IRIS: A Bayesian Approach for Image Reconstruction in Radio Interferometry with expressive Score-Based priors
Noé Dia, M. J. Yantovski-Barth, Alexandre Adam, Micah Bowles, Laurence Perreault-Levasseur, Yashar Hezaveh, Anna Scaife
TL;DR
IRIS tackles the ill-posed problem of reconstructing sky brightness from incomplete and noisy interferometric visibilities by employing score-based priors trained on optical galaxy images within a Bayesian diffusion framework. The method combines a learned prior p(x) with a tractable likelihood p(V|x) via the Convolved Likelihood Approximation, enabling posterior sampling from p(x|V) using SDE-based samplers (VP and VE).

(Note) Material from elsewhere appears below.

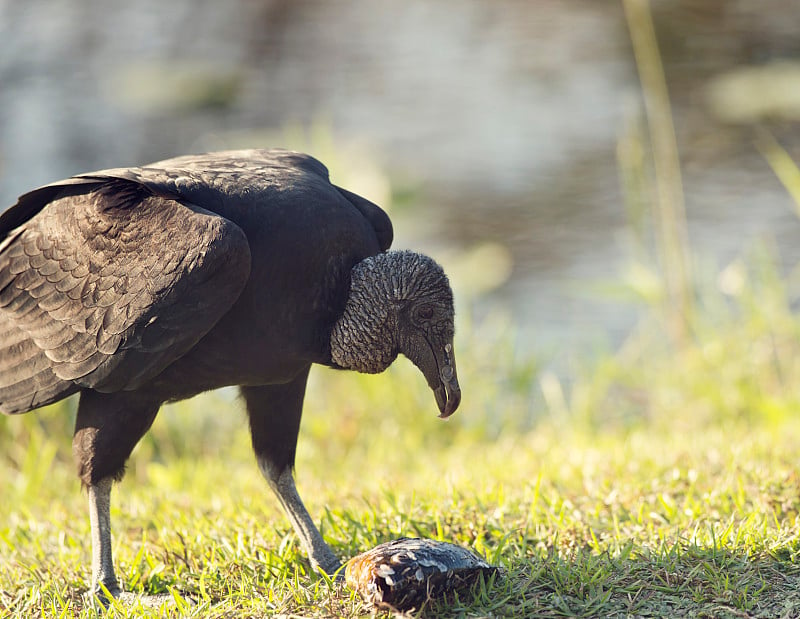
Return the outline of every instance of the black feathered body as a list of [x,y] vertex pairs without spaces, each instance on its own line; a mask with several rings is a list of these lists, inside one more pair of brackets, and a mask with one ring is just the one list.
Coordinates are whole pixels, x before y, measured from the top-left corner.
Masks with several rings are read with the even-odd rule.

It demonstrates robust image reconstructions of protoplanetary disks from ALMA/DSHARP data, producing calibrated posterior samples even under prior misspecification, and provides uncertainty quantification unavailable in traditional imaging algorithms like CLEAN and MPoL. While computationally intensive, IRIS offers a principled, uncertainty-aware alternative for high-fidelity interferometric imaging and lays groundwork for broader applications and improved forward models.
Abstract
Inferring sky surface brightness distributions from noisy interferometric data in a principled statistical framework has been a key challenge in radio astronomy. In this work, we introduce Imaging for Radio Interferometry with Score-based models (IRIS). We use score-based models trained on optical images of galaxies as an expressive prior in combination with a Gaussian likelihood in the uv-space to infer images of protoplanetary disks from visibility data of the DSHARP survey conducted by ALMA. We demonstrate the advantages of this framework compared with traditional radio interferometry imaging algorithms, showing that it produces plausible posterior samples despite the use of a misspecified galaxy prior. Through coverage testing on simulations, we empirically evaluate the accuracy of this approach to generate calibrated posterior samples.